ハッピー・クルージング~海でみつけた、愛のかけら~

「ちょ、いや、それはだから、ただ岩谷さんとは趣味が合うから、一緒に映画を観るだけだって言ってるんだし……。

本当にそれだけだ!!」


「それだけだったと仮定しましょう。

でも、一緒に泊まるはずだった『ロイヤルステート』に、若い乗務員を誘い込んだということ自体、身重の奥様にとっては計り知れない衝撃になると考えられます。

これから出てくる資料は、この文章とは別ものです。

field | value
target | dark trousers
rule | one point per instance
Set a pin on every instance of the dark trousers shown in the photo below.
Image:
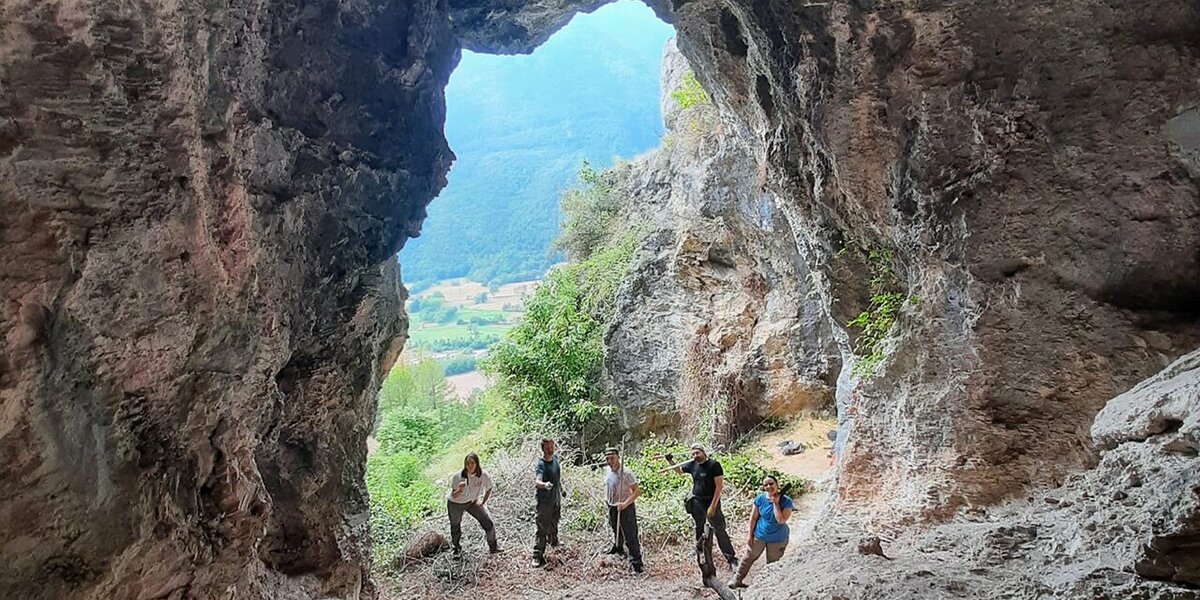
(455, 510)
(699, 510)
(547, 527)
(624, 529)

私達乗務員は、そういった誤解を招かないため、勤務時間外はお客様のプライベートな空間には一切立ち入らないことという規定がありま……」


パーサーの言葉を遮り、工藤さんが低い声で言った。


「じゃあ、あんたは仕事上知り得た情報を使って、客を脅そうって言うのか?」


その言葉の意味を考えて、ヒヤリとした。

パーサーだからこそ、お客様がキャンセルされている事も知り得た。

でも、それ以外のことは……?


「お互い、あまり騒ぎを大きくしない方が得策だと思いませんか?

他の乗務員に気づかれる前に、ちょっと出ましょう」


パーサーが、工藤さんをAデッキまで誘導し、乗務員スペースから遠ざけた。